The Role of NAD+ Metabolism in Obesity-Induced Pancreatic Beta-Cell Dysfunction
Weill Medical Coll Of Cornell Univ, New York NY
Investigators
Abstract
Project Summary One in every ten adults in the US suffers from Type 2 Diabetes (T2D), driven in part by an epidemic of obesity. Currently, identifying a therapy to restore the population and insulin-secreting function of beta cells is the number one unmet need in T2D. Our long-term goal is to reverse pancreatic beta cell failure to treat T2D. NAD+, an energy-sensing metabolite and redox co-factor, is implicated to play a crucial role in determining the function and survival of beta cells. Depletion of NAD, caused by inhibition of NAD synthesis or overactivation of NAD consumers, leads to impaired insulin secretion and increased cytotoxicity in beta cells. Moreover, NAD booster compounds show promises in improving insulin secretion in diet-induced obese mice.

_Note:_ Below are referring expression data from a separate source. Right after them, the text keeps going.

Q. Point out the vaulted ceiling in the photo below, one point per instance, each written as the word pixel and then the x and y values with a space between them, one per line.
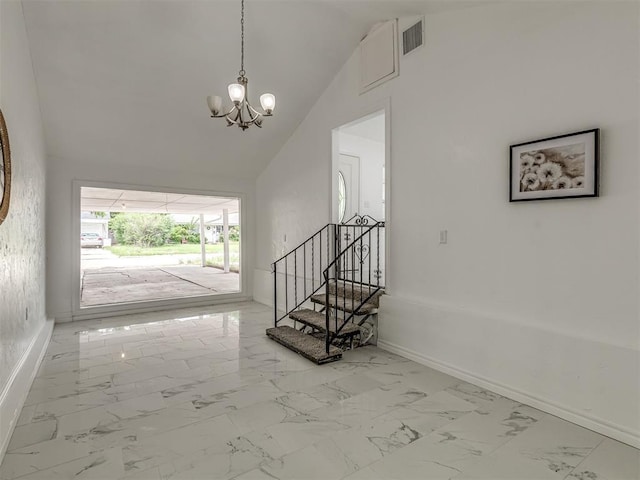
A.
pixel 125 82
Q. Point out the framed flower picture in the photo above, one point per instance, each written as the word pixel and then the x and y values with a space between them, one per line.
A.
pixel 565 166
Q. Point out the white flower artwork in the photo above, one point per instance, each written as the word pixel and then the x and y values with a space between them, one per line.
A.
pixel 557 167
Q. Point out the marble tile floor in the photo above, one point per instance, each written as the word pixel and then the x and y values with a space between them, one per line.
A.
pixel 204 394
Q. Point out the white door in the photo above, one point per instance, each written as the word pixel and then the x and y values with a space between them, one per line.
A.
pixel 348 187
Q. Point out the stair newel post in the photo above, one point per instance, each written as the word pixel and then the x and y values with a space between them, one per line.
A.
pixel 326 310
pixel 378 272
pixel 369 268
pixel 304 268
pixel 275 294
pixel 286 285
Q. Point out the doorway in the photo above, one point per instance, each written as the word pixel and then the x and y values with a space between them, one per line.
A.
pixel 360 168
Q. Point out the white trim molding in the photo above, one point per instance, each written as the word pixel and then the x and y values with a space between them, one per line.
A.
pixel 592 384
pixel 17 388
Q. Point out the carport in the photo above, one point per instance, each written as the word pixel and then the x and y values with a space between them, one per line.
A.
pixel 108 279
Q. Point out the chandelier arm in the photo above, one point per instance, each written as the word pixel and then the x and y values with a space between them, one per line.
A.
pixel 253 113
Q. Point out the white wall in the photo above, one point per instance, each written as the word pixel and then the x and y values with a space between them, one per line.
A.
pixel 536 299
pixel 22 235
pixel 64 218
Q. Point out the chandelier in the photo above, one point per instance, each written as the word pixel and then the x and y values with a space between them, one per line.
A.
pixel 242 113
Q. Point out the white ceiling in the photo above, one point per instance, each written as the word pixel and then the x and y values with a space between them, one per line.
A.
pixel 126 81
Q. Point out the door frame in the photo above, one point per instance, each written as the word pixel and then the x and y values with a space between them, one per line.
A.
pixel 363 114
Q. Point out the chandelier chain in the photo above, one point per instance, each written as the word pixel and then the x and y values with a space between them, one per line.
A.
pixel 242 72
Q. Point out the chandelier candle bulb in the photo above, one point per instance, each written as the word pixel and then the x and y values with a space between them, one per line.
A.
pixel 268 102
pixel 215 104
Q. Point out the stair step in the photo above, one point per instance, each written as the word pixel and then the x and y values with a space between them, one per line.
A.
pixel 355 290
pixel 317 320
pixel 345 304
pixel 306 345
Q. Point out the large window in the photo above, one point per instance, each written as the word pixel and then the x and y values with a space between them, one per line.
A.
pixel 138 246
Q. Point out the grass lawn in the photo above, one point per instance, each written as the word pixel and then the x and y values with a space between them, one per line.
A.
pixel 173 249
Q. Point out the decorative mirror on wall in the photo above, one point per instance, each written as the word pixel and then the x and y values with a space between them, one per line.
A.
pixel 5 169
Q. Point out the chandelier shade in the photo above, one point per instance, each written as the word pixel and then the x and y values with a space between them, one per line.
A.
pixel 241 114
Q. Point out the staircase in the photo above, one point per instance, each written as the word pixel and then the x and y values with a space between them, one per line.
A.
pixel 327 290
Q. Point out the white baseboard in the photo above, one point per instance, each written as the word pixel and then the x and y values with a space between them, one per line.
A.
pixel 599 425
pixel 17 388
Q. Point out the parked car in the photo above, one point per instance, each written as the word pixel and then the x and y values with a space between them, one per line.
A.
pixel 90 240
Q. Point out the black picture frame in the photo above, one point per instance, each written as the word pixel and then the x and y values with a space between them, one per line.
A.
pixel 564 166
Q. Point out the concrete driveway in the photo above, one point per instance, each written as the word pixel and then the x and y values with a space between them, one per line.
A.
pixel 109 279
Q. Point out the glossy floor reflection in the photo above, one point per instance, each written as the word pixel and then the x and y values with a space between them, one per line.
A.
pixel 203 394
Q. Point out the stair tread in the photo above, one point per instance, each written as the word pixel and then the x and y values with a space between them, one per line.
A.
pixel 317 320
pixel 345 304
pixel 306 345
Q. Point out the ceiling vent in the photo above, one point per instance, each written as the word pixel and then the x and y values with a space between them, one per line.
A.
pixel 379 55
pixel 413 37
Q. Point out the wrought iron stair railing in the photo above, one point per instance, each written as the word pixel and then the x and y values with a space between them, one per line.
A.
pixel 353 284
pixel 339 257
pixel 299 272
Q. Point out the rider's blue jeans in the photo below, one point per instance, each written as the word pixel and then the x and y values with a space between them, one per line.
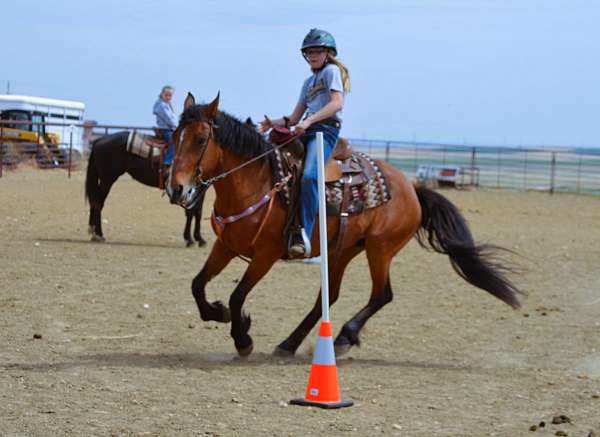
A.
pixel 309 194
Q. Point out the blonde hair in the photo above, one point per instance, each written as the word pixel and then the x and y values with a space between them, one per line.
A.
pixel 345 74
pixel 166 88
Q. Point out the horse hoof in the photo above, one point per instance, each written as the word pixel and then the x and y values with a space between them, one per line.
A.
pixel 342 349
pixel 225 315
pixel 282 353
pixel 245 351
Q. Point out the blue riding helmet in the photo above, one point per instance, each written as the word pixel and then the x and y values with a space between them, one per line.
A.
pixel 318 38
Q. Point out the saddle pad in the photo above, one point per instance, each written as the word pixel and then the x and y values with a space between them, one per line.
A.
pixel 366 188
pixel 365 185
pixel 137 146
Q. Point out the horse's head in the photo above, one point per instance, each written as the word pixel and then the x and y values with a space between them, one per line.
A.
pixel 196 154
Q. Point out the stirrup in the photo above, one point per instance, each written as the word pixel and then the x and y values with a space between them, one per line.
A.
pixel 300 249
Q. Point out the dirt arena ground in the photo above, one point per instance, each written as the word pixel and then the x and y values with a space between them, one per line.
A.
pixel 123 351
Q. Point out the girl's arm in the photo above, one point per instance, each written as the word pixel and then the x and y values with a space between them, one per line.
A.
pixel 329 110
pixel 293 119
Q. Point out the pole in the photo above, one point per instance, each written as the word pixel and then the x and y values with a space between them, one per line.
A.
pixel 70 150
pixel 323 390
pixel 552 172
pixel 323 229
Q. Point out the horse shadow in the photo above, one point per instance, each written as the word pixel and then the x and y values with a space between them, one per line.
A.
pixel 210 361
pixel 109 243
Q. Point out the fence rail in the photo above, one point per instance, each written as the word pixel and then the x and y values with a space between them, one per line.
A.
pixel 552 169
pixel 47 155
pixel 556 169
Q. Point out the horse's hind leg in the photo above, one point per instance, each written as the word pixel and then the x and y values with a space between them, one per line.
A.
pixel 218 259
pixel 381 294
pixel 96 205
pixel 289 346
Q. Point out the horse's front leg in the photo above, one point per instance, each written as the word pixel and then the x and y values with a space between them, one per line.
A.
pixel 240 322
pixel 198 222
pixel 218 259
pixel 189 216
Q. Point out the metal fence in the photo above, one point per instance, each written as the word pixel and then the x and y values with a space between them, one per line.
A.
pixel 61 155
pixel 555 169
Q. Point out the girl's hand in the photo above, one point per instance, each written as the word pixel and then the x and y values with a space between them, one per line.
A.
pixel 301 127
pixel 264 125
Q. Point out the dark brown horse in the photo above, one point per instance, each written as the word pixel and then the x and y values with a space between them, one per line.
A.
pixel 108 160
pixel 210 143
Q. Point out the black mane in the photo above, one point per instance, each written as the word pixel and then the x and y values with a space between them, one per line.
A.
pixel 232 134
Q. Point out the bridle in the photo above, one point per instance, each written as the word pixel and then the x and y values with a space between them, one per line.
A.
pixel 206 183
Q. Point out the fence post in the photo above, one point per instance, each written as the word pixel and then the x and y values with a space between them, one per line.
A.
pixel 579 174
pixel 416 157
pixel 552 172
pixel 70 149
pixel 499 166
pixel 473 151
pixel 525 172
pixel 1 148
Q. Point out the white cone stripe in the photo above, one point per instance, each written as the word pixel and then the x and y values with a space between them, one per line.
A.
pixel 324 353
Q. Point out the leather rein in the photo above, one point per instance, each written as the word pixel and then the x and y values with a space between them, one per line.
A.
pixel 218 221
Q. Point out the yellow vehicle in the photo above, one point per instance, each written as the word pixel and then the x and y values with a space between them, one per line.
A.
pixel 25 132
pixel 43 141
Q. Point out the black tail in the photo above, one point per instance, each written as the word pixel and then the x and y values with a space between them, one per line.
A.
pixel 92 179
pixel 447 232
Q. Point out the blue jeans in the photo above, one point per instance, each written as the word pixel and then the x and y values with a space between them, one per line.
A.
pixel 170 153
pixel 309 191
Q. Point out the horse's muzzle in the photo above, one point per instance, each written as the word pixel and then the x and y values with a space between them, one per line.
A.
pixel 185 196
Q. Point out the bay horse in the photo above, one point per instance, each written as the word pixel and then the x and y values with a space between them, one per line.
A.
pixel 108 160
pixel 210 147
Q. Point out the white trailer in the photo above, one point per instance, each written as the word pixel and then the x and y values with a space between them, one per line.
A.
pixel 40 109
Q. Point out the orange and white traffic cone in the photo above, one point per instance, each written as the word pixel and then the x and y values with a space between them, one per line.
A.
pixel 323 390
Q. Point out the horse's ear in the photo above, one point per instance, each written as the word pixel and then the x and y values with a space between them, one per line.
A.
pixel 213 107
pixel 189 101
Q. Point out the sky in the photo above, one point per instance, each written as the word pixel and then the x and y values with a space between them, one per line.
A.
pixel 503 72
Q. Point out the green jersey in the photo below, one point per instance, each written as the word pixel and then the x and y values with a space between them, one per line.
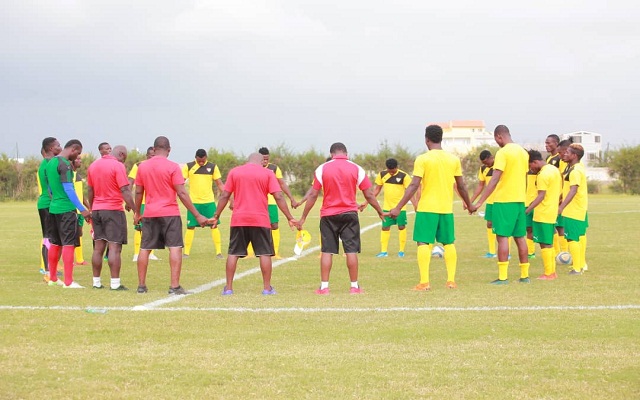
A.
pixel 59 171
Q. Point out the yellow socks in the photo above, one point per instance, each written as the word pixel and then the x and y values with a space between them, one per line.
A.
pixel 503 268
pixel 402 238
pixel 217 243
pixel 548 260
pixel 491 238
pixel 384 240
pixel 450 261
pixel 424 261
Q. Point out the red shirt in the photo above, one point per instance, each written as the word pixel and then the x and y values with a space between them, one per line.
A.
pixel 158 176
pixel 339 178
pixel 106 176
pixel 250 184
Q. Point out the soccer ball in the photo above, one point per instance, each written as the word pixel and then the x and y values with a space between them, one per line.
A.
pixel 564 258
pixel 437 252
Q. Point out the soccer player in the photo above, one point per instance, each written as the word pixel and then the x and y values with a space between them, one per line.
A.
pixel 50 148
pixel 484 176
pixel 573 208
pixel 509 181
pixel 63 220
pixel 161 180
pixel 339 178
pixel 202 175
pixel 545 210
pixel 137 233
pixel 108 187
pixel 273 209
pixel 436 171
pixel 250 183
pixel 394 181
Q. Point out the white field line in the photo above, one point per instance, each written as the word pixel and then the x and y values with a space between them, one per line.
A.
pixel 221 282
pixel 308 310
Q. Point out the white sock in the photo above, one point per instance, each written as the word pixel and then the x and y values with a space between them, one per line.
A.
pixel 115 283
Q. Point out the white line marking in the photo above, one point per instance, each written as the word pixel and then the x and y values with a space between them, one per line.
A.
pixel 336 309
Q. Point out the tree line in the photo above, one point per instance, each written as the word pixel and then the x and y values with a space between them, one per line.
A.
pixel 18 179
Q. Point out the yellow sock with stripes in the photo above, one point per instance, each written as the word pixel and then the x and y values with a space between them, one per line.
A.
pixel 491 238
pixel 424 261
pixel 451 261
pixel 276 241
pixel 188 240
pixel 402 238
pixel 548 260
pixel 217 243
pixel 384 240
pixel 503 269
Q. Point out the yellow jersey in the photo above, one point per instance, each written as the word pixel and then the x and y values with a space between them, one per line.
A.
pixel 438 170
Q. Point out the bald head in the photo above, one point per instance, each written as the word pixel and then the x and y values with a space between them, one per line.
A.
pixel 120 153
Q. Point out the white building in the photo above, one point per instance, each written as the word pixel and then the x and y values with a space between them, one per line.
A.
pixel 462 136
pixel 591 142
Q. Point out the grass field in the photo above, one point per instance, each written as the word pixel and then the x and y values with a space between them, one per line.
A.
pixel 576 338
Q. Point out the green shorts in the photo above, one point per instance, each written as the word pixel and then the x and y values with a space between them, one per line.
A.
pixel 206 209
pixel 273 214
pixel 431 228
pixel 509 219
pixel 400 221
pixel 543 232
pixel 488 212
pixel 574 228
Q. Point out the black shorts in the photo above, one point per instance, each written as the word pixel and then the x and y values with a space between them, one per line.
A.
pixel 63 229
pixel 259 237
pixel 344 226
pixel 110 225
pixel 161 232
pixel 44 215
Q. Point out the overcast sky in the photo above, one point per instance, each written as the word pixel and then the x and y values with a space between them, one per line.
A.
pixel 240 74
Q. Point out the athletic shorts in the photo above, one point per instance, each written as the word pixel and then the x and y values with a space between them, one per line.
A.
pixel 543 232
pixel 259 237
pixel 110 226
pixel 574 228
pixel 43 213
pixel 206 209
pixel 63 229
pixel 509 219
pixel 161 232
pixel 488 212
pixel 400 221
pixel 432 227
pixel 273 214
pixel 345 227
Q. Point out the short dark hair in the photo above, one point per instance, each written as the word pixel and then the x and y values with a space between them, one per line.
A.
pixel 162 142
pixel 554 137
pixel 534 155
pixel 73 142
pixel 433 133
pixel 47 142
pixel 336 147
pixel 391 163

Our lab has recently discovered that dihydronicotinamide riboside (NRH), a new and potent NAD booster synthesized by us, significantly enhances insulin secretion and increases total insulin content in the pancreas of obese mice. Unlike other NAD boosters, NRH is metabolized through a previously unrecognized NAD synthesis pathway and has higher bioavailability in the pancreas. Our data suggest NRH acts by directly modulating beta cell NAD levels, replenishing NAD content in pancreatic islets reduced by obesity. Based on this knowledge, our objective is to uncover the mechanism of NAD depletion in obesity-exposed dysfunctional beta cells and identify metabolic pathways through which NAD boosters including NRH can restore their functional mass. We will use mice models of different T2D stages and human islets from healthy or T2D donors to define the correlation between beta cell NAD content and their gradual functional loss. Primary mouse and human islets, beta cell lines, and mice with different stages of beta cell dysfunction will be used to test two major aims. Aim 1 will define the changes in NAD biosynthesis and degradation pathways in beta cells under obesity-induced deterioration towards T2D. Aim 2 will use an optimized NAD boosting strategy to rescue pancreatic beta cell mass and function in T2D models. Completion of this project will provide new pathophysiological mechanisms driving beta cell deterioration due to NAD depletion. These discoveries could revolutionize therapeutic approaches, offering NAD restoration in pancreatic beta cells as new treatment strategies to not only prevent but also reverse the progression of T2D.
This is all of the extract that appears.